Tさん邸はラワン材の壁や、飴色の床という落ち着いた色調でありながら、団地とは思えない空間の広さを感じます。そのポイントになっているのは、アールの壁です。もとは真っ直ぐな壁がありましたが、外すことのできる壁だったので、外して新たに曲面の壁をつくりました。この壁の後ろ側は収納になっていて、デッドスペースはありません。実はこのコーナー、TVの場所でもあります。「電化製品が極力見えないようにしたいので、TVは移動式にしています。二人ともあまりTVは観ない方で、観る時だけここに運んで来ます。」と奥様。眼から鱗の発想です!
Tさん邸は、壁紙などの新建材を全く使っていません。巾木が無いのも特徴的です。壁は全て塗装、この美しいアールの壁には職人さんの技が光っています。新建材で覆う場合と違って、下地に直接塗装すると表面の凹凸が出やすく、滑らかな曲面をつくるのはとても高度な技術が必要です。また、巾木無しで隙間なく綺麗に施工するためには、材料の乾燥による伸縮を予測する経験豊富なプロの感や、床材保護の養生を入念に行う丁寧な仕事が必要なんです。
「工期中、仕事の邪魔にならないように17時以降に見にくると、工具なんかもすっごく綺麗に整頓されていて、いつも綺麗に掃除して戻られるんです。すごくいい大工さんにやってもらえて良かったです!」と奥様。
奥様は現在、創作活動をされていて、リビングや玄関に飾られた素敵なタペストリーも奥様の作品です。リビングに化粧柱つきの造作壁を設置して、奥様のワークスペースをつくりました。上部に空間がある緩いゾーンニングが、閉塞感なく、心地よく空間を分けています。こちら側の壁は全てラワン材で統一、ピン留めや棚の設置が容易なのもラワン材のいいところです。ワークスペースの反対側は、壁一面のCDラックが美しいオーディオコーナーになりました。造作壁に設置したスイッチは、tool-boxのアメリカンスイッチ。ミッドセンチュリーの世界観に合わせて、全てのスイッチ・コンセントはインダストリアルデザインに統一されています。

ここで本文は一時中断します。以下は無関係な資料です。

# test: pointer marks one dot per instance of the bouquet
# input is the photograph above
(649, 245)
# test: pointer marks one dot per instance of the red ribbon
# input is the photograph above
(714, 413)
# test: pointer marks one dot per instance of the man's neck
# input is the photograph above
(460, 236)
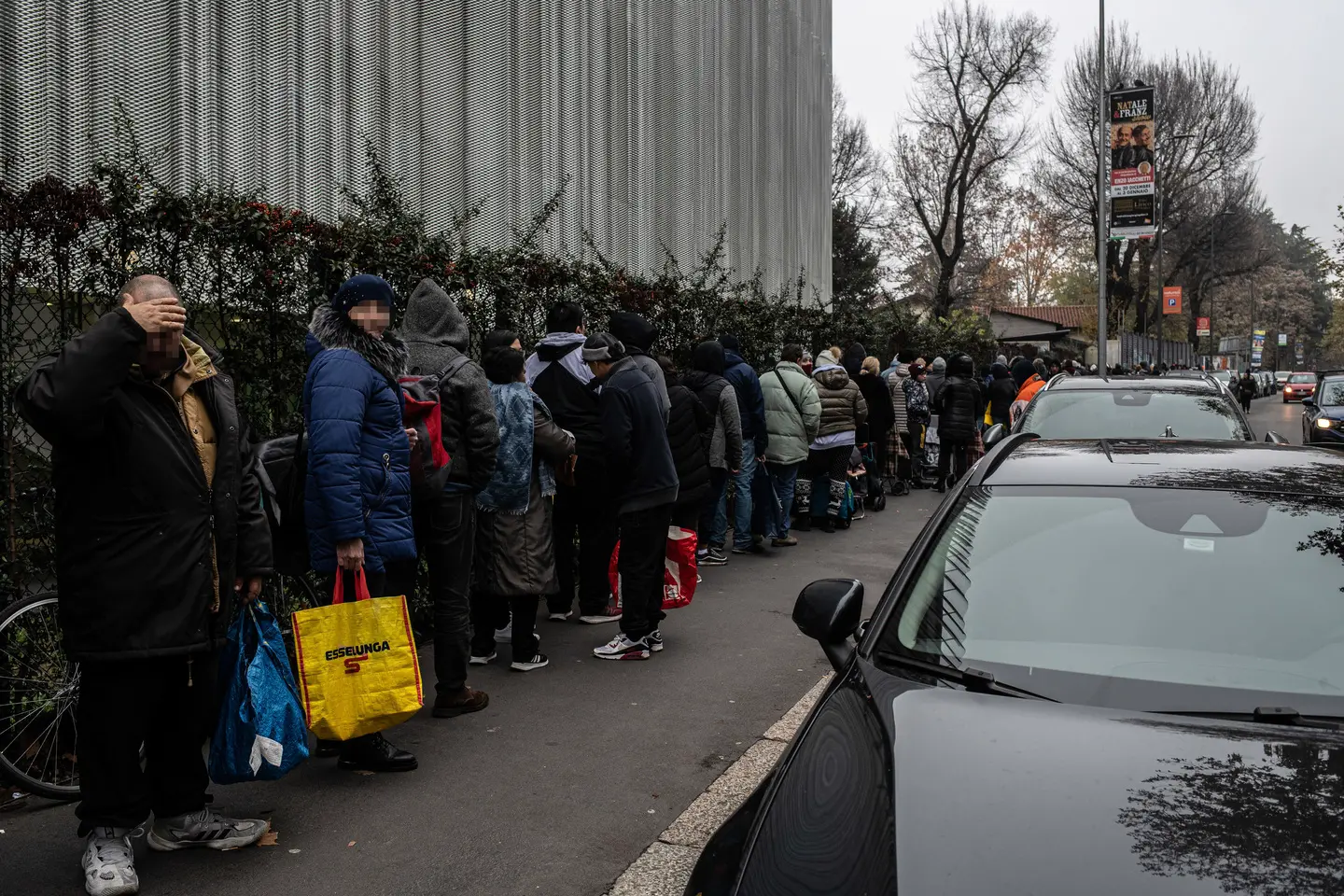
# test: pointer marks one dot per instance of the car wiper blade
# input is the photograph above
(1267, 716)
(969, 678)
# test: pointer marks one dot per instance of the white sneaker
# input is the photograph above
(535, 663)
(622, 648)
(204, 828)
(599, 620)
(109, 862)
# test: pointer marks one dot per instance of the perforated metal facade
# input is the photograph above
(669, 117)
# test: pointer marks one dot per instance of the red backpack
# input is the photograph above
(430, 462)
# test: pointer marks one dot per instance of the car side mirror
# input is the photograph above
(830, 611)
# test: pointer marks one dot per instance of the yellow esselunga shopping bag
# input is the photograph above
(357, 664)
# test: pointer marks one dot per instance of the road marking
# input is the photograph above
(665, 868)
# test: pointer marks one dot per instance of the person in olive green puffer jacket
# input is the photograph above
(791, 418)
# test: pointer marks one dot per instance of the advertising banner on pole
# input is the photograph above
(1133, 175)
(1170, 300)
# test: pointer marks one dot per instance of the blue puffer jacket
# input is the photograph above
(359, 483)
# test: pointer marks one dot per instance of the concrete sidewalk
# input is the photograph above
(558, 786)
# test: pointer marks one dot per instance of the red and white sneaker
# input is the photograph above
(622, 648)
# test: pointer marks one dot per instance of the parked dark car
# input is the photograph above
(1102, 668)
(1323, 413)
(1092, 407)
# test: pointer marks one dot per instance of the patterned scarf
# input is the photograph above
(510, 486)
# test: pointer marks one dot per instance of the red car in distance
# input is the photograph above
(1298, 385)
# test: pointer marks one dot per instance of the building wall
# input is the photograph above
(668, 119)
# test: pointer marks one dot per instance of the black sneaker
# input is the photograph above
(539, 661)
(714, 558)
(375, 754)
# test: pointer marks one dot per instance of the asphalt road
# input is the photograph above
(1271, 414)
(554, 789)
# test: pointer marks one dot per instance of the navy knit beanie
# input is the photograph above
(362, 287)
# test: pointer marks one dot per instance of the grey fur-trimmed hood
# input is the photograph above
(332, 329)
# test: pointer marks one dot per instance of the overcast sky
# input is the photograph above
(1289, 54)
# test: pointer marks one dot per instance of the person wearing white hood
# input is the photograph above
(583, 500)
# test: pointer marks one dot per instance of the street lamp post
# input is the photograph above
(1161, 225)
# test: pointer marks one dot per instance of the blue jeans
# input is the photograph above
(742, 498)
(784, 476)
(714, 519)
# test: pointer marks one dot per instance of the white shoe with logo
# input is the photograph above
(109, 862)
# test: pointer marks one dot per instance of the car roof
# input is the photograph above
(1226, 465)
(1190, 385)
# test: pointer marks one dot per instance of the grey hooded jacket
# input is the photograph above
(436, 332)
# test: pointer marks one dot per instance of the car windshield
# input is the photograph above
(1097, 414)
(1184, 586)
(1331, 394)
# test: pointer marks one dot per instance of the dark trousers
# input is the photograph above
(644, 538)
(583, 511)
(492, 611)
(168, 706)
(445, 532)
(878, 467)
(952, 452)
(710, 510)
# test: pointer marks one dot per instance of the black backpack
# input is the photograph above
(283, 470)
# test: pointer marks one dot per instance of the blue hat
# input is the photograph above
(363, 287)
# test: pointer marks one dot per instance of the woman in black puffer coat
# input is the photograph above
(690, 426)
(959, 404)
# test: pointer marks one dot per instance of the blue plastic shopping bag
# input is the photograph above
(261, 733)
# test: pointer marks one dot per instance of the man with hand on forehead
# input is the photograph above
(161, 534)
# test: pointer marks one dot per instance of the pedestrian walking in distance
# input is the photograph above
(638, 461)
(515, 553)
(583, 501)
(690, 428)
(959, 404)
(437, 336)
(724, 445)
(151, 563)
(746, 388)
(1246, 390)
(843, 410)
(791, 418)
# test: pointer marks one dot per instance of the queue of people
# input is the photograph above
(590, 446)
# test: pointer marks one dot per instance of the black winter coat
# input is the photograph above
(1001, 392)
(133, 512)
(574, 406)
(638, 458)
(689, 424)
(882, 416)
(959, 406)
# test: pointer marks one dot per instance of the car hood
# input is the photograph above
(1013, 797)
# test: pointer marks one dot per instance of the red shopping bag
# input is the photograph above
(679, 569)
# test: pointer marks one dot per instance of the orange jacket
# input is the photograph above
(1031, 387)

Tさん邸のミッドセンチュリーデザインは、本物を巧みに取り入れることで高い完成度を実現させています。ビニールクロスなどの新建材を徹底的に排除して、ラワン材など無垢材の素のシンプルな美しさに限定。パーケットとタイルの境目の見切りには、上質で経年変化を愉しめる真鍮を使いました。照明器具には1960年代の名作、ヴェルナー・パントンのフラワーポットをダイニングに採用。玄関にはフランク・ロイド・ライトのROBIE®を設置、ラワンの壁にとてもよく似合っています。
寝室は、テーマカラーに拘らず、リラックスできるブルーの壁にしました。「アンリ・ マティスの代表作《JAZZ》シリーズのブルーに惹かれて、ベンジャミンムーアで同じブルーを調色してもらおうと思ったら、ラインナップにピッタリの色があったんですよ。」と奥様。さすが3600色もあるベンジャミンムーアです。

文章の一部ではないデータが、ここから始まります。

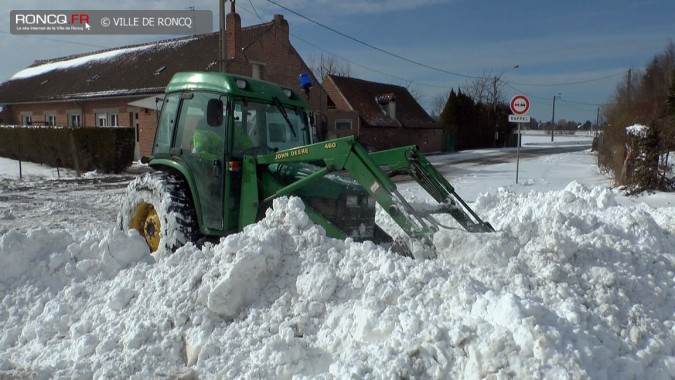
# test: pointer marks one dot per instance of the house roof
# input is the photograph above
(128, 71)
(370, 98)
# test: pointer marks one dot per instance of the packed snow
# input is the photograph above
(577, 282)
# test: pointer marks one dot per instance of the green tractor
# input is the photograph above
(227, 145)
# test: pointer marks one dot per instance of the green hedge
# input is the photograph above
(109, 150)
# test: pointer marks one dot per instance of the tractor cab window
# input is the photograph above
(166, 124)
(263, 127)
(195, 135)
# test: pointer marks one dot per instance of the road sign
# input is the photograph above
(520, 105)
(519, 118)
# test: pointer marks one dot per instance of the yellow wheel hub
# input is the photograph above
(146, 221)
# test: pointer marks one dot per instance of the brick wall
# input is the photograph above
(86, 108)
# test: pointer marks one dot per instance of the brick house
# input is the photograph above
(121, 86)
(382, 116)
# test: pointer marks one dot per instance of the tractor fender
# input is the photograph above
(177, 166)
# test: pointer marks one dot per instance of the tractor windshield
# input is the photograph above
(268, 126)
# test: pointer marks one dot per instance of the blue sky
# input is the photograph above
(580, 49)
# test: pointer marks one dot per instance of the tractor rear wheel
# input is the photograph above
(158, 205)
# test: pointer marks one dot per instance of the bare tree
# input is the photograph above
(487, 88)
(438, 103)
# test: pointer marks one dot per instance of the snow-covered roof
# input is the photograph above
(125, 71)
(70, 63)
(638, 130)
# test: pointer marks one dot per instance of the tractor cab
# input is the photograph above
(210, 121)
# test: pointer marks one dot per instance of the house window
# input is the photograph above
(257, 70)
(74, 119)
(105, 118)
(26, 118)
(102, 120)
(50, 118)
(343, 125)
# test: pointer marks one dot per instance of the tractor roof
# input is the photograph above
(236, 85)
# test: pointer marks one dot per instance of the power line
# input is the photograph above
(345, 59)
(429, 66)
(371, 45)
(571, 83)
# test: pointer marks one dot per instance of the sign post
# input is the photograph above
(520, 104)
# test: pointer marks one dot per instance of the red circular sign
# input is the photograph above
(520, 105)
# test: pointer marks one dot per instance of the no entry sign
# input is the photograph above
(520, 105)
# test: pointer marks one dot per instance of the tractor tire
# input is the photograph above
(158, 205)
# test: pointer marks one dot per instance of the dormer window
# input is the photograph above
(160, 70)
(388, 104)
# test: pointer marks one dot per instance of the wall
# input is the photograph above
(379, 138)
(86, 108)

寝室にした部分には、もともと小さな収納のついた洋室がありましたが、眠るだけの寝室は最小限のスペースでOK、余った分収納スペースを広げて、WIC(ウォークインクローゼット)をつくりました。
リビングと寝室をつなぐ位置にあり、使い勝手の良い動線です。床は全てリビングと同じスクールパーケット、中には無駄なく収納できるように、パイプや棚を工夫して設置してあります。開口部はリビングからは見えない位置に設定しているので、見た目すっきりです。
玄関を入って正面に見えるラワンの壁の中は、収納スペースになっています。リビングのアール壁の裏側にあたる場所です。大容量のシューズインクローゼットで、履き物以外にも、掃除用具や防寒着など、外回りで使うものを仕舞っておくのにとても便利です。

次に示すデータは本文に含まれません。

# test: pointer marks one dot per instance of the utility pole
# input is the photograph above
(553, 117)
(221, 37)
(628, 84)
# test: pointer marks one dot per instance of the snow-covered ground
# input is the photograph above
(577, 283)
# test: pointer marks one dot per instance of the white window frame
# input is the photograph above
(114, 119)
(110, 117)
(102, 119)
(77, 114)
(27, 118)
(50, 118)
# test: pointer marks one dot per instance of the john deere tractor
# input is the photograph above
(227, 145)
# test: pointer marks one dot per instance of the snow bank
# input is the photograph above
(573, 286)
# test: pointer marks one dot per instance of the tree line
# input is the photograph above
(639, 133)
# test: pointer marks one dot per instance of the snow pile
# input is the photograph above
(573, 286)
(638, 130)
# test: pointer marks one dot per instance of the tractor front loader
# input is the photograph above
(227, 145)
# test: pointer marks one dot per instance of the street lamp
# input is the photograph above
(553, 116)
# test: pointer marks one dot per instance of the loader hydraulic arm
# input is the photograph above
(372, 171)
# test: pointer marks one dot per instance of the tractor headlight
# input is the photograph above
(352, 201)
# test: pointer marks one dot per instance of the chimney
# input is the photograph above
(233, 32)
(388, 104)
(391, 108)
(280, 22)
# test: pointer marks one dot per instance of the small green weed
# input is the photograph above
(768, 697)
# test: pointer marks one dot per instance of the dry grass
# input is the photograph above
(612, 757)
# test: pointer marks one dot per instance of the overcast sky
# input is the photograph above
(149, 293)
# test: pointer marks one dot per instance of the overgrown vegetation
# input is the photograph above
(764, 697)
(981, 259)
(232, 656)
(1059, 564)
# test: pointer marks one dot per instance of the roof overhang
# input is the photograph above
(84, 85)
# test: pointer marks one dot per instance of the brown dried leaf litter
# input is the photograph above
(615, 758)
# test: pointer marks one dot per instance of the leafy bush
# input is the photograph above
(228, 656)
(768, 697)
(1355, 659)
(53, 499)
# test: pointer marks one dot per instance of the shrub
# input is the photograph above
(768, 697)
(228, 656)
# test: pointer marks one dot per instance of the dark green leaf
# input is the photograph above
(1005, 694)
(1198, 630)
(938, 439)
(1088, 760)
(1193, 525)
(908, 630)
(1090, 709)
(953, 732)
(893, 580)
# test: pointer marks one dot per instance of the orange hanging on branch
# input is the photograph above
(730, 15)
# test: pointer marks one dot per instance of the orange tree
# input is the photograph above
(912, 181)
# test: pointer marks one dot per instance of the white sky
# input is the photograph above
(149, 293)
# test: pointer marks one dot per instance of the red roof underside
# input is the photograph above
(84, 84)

「はじめは取手無しのプッシュで開く扉にしようと考えていたんですが、望月さんが経年劣化で開閉しずらくなるリスクを考えて、この扉に合うハンドルを探してきてくれました!」と奥様。新しいものでも、経年で味わいの出る硫化イブシのハンドルなので、時と共にさらに馴染んでいってくれそうです。
ラワン材の天井が印象的な玄関ホール、真鍮とガラスの組み合わせがラワンにしっくり馴染む照明器具を合わせました。
ご実家には広い土間があったという奥様、玄関には土間を希望されていましたが、団地の規定で土間をつくることができません。そこでご提案したのが天然石調のタイルです。土間のような雰囲気があり、水にも強い磁器質です。洗面ボールの造作壁にも使って統一感を出しました。
「コロナがあってから、玄関入ってすぐに手が洗えるように、玄関に手洗い場をつくりたいなと思っていたんです。脱衣所も広くなったし、移動して良かったです。」と奥様。既存では脱衣所にあった洗面台を玄関ホールへ移動。洗濯機スペースがあった場所なので、配管問題も大丈夫でした。
グリーンのタイルが印象的なサニタリースペース。奥様のカラースキームの中のグリーンとオレンジ、アイボリーで配色されています。グリーンのタイルにオレンジの目地というのは、珍しい組み合わせですが、カラー設計に沿っているので、違和感なくマッチしています。団地の水回りには、隠してはいけない配管や、レトロな小窓や欄間など、風情あるパーツが残っています。トイレについていた既存の扉にもレトロガラスが使われていました。味のある部分はあえて残して再利用、扉は塗装し直して玄関ホール側に移動しました。床材は玄関ホールと色違いのものを選んで、ゾーンニングしています。